Wahlkampf in Spanien: Beide große Parteien wollen Sozialabbau fortsetzen. Bereits jetzt ist jedes vierte Kind unterernährt

André Scheer
Einen Monat vor den Parlamentswahlen in Spanien schieben sich die beiden großen Parteien des Landes die Verantwortung für die katastrophale Wirtschaftslage zu. Die rechte Volkspartei (PP), der Umfragen gute Chance voraussagen, am 20. November die Regierung übernehmen zu können, veröffentlichte auf ihrer Homepage die Bilanz der Administration des scheidenden Regierungschefs José Luis Rodríguez Zapatero.

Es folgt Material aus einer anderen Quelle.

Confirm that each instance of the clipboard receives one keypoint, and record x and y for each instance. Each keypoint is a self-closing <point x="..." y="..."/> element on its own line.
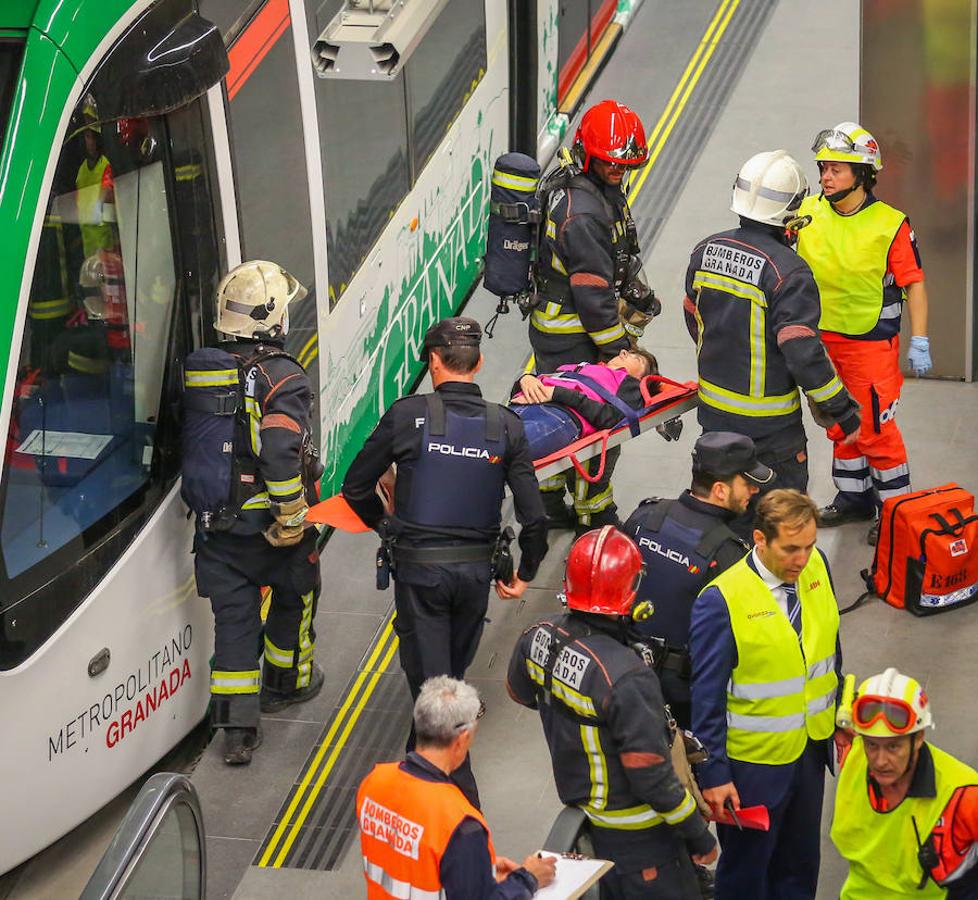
<point x="575" y="875"/>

Demnach sind fünf Millionen Menschen im Land erwerbslos, von denen knapp 1,7 Millionen keinerlei staatliche Unterstützung erhalten. In 1,5 Millionen Familien seien alle Mitglieder ohne Arbeit. 6,3 Millionen Rentner litten unter »eingefrorenen« Pensionen, während die Preise auf Rekordwerte gestiegen seien. Nicht weniger als neun der 47 Millionen Menschen in Spanien lebten unter der Armutsgrenze. Das »Rezept« der PP dagegen: eine Steuerpolitik zugunsten der Unternehmer. »Wir brauchen viele Unternehmen, die immer besser werden und viele Arbeitsplätze schaffen«...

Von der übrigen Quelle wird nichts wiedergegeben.